Written By: Robert Cocuzzo

A cutting-edge Lyme disease prophylaxis enters phase one trials.

In the late nineties, a highly-touted vaccine was thought to be the shot in the arm that Nantucket had long been seeking to protect its residents from Lyme disease. However, despite being 80 percent effective, the LYMErix vaccine wasn’t approved for use on children, required three shots, and, perhaps most notably, caused side effects that some said were as bad as the disease they were trying to prevent. Within three years, LYMErix was stripped from shelves. For decades thereafter, the possibility of another Lyme disease vaccine was thought highly unlikely. That is until this past winter.

In February, news broke that MassBiologics, a nonprofit unit of UMass Medical School, had begun phase one trials of a prophylactic injection designed to prevent Lyme disease. Different than a vaccine, the Lyme pre-exposure prophylaxis, or Lyme PrEP, prevents Lyme disease by injecting humans with a monoclonal antibody designed to kill the Lyme bacteria in the tick. In other words, when a tick bites and begins to feed on someone injected with Lyme PrEP, the person will transmit a bacteria-killing antibody to the tick that will stop the Lyme in its tracks. “We’re killing the Lyme bacteria in the tick before it even gets to you,” explained Dr. Mark Klempner, the executive vice chancellor at MassBiologics who led a team of hundreds in developing Lyme PrEP over the past decade.

This novel approach to preventing Lyme disease stems back to what Klempner learned from the LYMErix vaccine developed in the nineties. During that time, he collaborated with Dr. Timothy Lepore in monitoring a number of patients at Nantucket Cottage Hospital who had received a vaccine similar to LYMErix. “The most important insight that we learned from that vaccine trial and subsequent studies was that whatever the vaccine was doing to make you immune was an antibody working in the tick,” Klempner explained. “Through our research, we realized that just one of the antibodies that the human body developed after multiple injections of the LYMErix vaccine was sufficient to prevent infection. So we identified which antibody led to immunity and tested it in animals where it proved 100 percent effective.”

Testing lab mice that were genetically engineered with human immune systems, Klempner and his team screened six hundred different antibodies until they discovered the one that was most lethal to the Lyme bacteria: Antibody 2217-LS. “The key challenge for us was to develop an antibody that would last for a high enough concentration in your blood for eight or nine months of protection,” Klempner explained.

“Our vision is ultimately to have this mirror the other preventative measures that we do on an annual basis. This could be like getting your annual flu shot.” In high-risk places like Nantucket, Klempner envisions all residents receiving the LymePrEP shot each year for protection during the warmer months. After lab mice, LymePrEP was tested on nonhuman primates, which then paved the way for FDA approval of phase one testing on humans in early 2020. “Then COVID hit,” Klempner said, “and every stitch of clinical research that was going on in the United States turned to COVID-related research.” After a six-month delay, Klempner and his team secured a site for their phase one trial in Nebraska where test subjects would have the lowest likelihood of previous Lyme infection. Lasting a year, this phase one trial will test for safety and ensure that the antibody remains concentrated in the blood for eight to nine months, the target window for protection. Phases two and three will then test Lyme PrEP’s effectiveness in actually preventing Lyme transmission. If all goes to plan, Lyme PrEP could be available in 2024.

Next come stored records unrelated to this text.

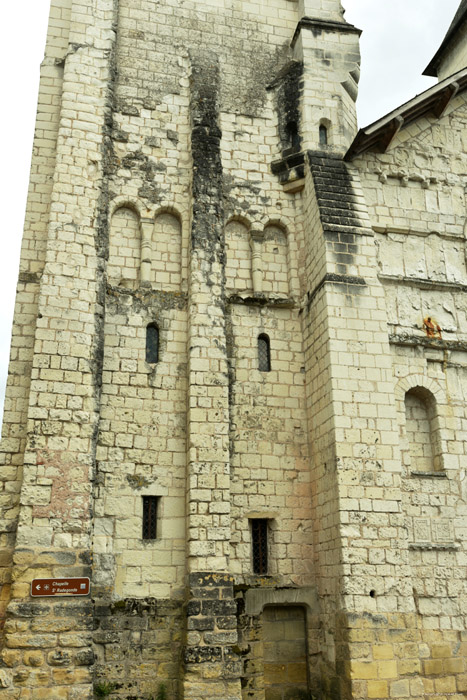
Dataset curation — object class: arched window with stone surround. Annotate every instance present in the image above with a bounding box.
[258,333,271,372]
[146,323,159,364]
[107,204,141,289]
[405,386,442,472]
[319,124,328,146]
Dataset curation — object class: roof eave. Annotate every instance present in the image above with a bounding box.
[344,68,467,161]
[422,3,467,78]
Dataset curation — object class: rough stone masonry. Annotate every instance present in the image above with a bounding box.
[0,0,467,700]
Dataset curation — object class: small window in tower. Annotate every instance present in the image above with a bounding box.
[146,323,159,364]
[251,518,268,575]
[319,124,328,146]
[143,496,159,540]
[258,333,271,372]
[285,121,300,148]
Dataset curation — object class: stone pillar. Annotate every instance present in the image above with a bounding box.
[303,153,413,699]
[2,0,117,700]
[184,53,241,700]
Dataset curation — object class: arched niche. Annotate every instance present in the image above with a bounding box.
[404,386,442,472]
[261,224,290,297]
[107,205,141,289]
[225,219,253,293]
[151,211,182,291]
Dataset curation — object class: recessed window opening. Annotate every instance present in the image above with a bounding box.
[258,333,271,372]
[251,518,268,575]
[285,121,300,147]
[405,387,441,472]
[146,323,159,364]
[143,496,159,540]
[319,124,328,146]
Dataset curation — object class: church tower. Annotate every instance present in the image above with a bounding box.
[0,0,467,700]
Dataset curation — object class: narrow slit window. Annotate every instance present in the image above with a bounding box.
[146,323,159,364]
[251,518,268,575]
[258,333,271,372]
[286,121,300,148]
[319,124,328,146]
[143,496,159,540]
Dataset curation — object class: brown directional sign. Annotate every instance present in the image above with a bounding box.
[31,578,90,598]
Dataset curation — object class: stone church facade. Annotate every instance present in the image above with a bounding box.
[0,0,467,700]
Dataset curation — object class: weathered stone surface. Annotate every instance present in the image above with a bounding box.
[0,0,467,700]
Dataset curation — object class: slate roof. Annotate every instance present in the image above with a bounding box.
[423,0,467,78]
[344,66,467,161]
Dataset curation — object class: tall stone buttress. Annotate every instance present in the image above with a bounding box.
[0,0,467,700]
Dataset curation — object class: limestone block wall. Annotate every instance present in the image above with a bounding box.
[0,0,71,627]
[355,95,467,697]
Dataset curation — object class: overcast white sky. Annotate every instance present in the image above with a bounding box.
[0,0,459,426]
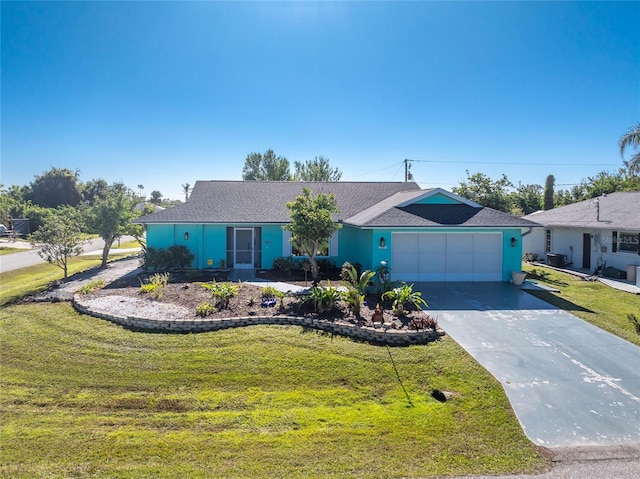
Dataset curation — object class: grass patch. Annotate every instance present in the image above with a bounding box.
[0,249,140,306]
[523,265,640,346]
[0,304,547,478]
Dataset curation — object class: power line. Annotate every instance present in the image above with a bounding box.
[408,159,617,166]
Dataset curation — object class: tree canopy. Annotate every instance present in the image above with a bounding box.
[24,167,82,208]
[242,149,291,181]
[452,171,513,213]
[293,156,342,181]
[283,188,342,284]
[29,206,82,279]
[618,123,640,177]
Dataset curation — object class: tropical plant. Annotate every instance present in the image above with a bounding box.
[200,282,238,309]
[140,273,170,299]
[76,278,105,294]
[618,123,640,177]
[305,282,342,314]
[340,261,376,318]
[382,283,428,316]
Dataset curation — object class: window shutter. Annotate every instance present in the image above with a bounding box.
[282,230,291,258]
[329,230,339,256]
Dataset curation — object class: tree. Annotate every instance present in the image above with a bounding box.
[24,167,82,208]
[293,156,342,181]
[543,175,556,211]
[88,183,135,267]
[82,178,109,204]
[149,190,162,205]
[283,187,342,284]
[452,170,513,213]
[618,123,640,177]
[511,185,542,215]
[242,150,291,181]
[30,206,82,279]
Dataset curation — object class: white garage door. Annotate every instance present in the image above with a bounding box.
[391,233,502,281]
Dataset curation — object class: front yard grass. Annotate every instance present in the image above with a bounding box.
[523,264,640,346]
[0,303,548,478]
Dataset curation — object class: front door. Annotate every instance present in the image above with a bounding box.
[582,233,591,269]
[233,228,253,269]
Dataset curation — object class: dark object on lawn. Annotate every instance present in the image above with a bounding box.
[602,266,627,279]
[547,253,567,268]
[260,298,276,308]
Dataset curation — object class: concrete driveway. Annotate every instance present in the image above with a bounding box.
[414,283,640,447]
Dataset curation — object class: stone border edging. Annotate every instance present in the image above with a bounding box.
[71,295,444,346]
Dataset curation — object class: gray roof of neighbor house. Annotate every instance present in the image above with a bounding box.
[135,181,539,231]
[525,191,640,231]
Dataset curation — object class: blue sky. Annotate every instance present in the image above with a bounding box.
[0,1,640,202]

As it relates to potential side effects, Klempner said that that’s one of the great benefits of using a monoclonal antibody. “Every single monoclonal antibody used against an extrinsic target, meaning something outside of us, has been very safe and has been used for many, many years,” Klempner said. “Human monoclonal antibodies have been used for over twenty years to prevent respiratory disease. You can give infants monoclonal antibodies and there are no side effects to that treatment.” With that in mind, Lyme PrEP could theoretically be available for children of all ages—a high-risk category that the previous vaccine did not protect.

“The approach is innovative, really different,” noted Lepore, the clinician at Nantucket Cottage Hospital and widely revered Lyme disease expert. “It probably requires a yearly boost, but I will be interested in the trial.” While Lyme PrEP might be effective in preventing the trans- mission of Lyme disease, the shot will not prevent the many co-infections associated with tick-borne illnesses such as Babesiosis and Bartonellosis, nor will it treat those already infected with Lyme disease. Nevertheless, for those on Nantucket, where the Lyme disease infection rate borders on 50 percent, this annual shot could be a much-needed injection of hope in a long and painful history of tickborne illness.